I'd try it and worst case its fire pit wood.





						Aspen Wood? Neighbor uses it
					

Talking to a neighbor the other day and he says he smokes with Aspen. So I thought I would throw it out here since I can't get that out of my head and haven't found it listed on any of the "safe" woods lists anywhere.




					www.smokingmeatforums.com


----------



## Displaced Texan (Jul 30, 2021)

archeryrob said:


> I'd try it and worst case its fire pit wood.
> 
> 
> 
> ...


I should have known and done a search haha! Maybe I will try it. I split most of it last year.


----------



## archeryrob (Jul 30, 2021)

You got to watch some woods, like we have chokecherry. The white sap wood on the chokecherry starts rotting bad in a  year if left out uncovered. The hackberry, hickory, oak, locust and other just slip bark if out two years.


----------



## Displaced Texan (Jul 30, 2021)

Just clicked on your Smokehous link. Way out of my league! Very cool.


----------



## archeryrob (Jul 30, 2021)

Thanks, but its not that hard, just a lot of work to make. I might buy aluminum expanded metal and replace the grates on the shelves, the steel just rusts and will not stay seasoned becuase it is not hot enough like a grill. 

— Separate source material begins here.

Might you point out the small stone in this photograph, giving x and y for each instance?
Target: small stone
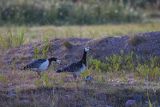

Also tear down the fire box and replace with two vaulted ovens stacked. Bottom to use for the smoke house. Top wih a back hole to the bottom so the bottom can use it as a chimney and a steel damper I can slide over the hole. I can also use the top one as a wood fired oven for deer roasts, chicken, turkey or pizza or bread.


----------



## BrianGSDTexoma (Jul 30, 2021)

archeryrob said:


> Once lumber prices come down


Wonder if it will come down.  Seems most time once they raise the price it pretty much stays there.


----------



## DRKsmoking (Jul 30, 2021)

Also looked at your smokehouse link, very nice and good design. 

  I built a shack  " Smokers Shack " to put my smoker into. That way
I can smoke in most weather that is handed to me. power for lights and music, lol

David





















"Also built mine on skids incase the neighbors said its to close for the smoke"

Always wanted to build one with a separate smoke chamber

David


----------



## SmokinAl (Jul 31, 2021)

Man that sounds fantastic to me!
I have very little storage for wood, so lots of times I trim the dead limbs out of the oak trees in my back yard & thats what I use for the day. 
Al


----------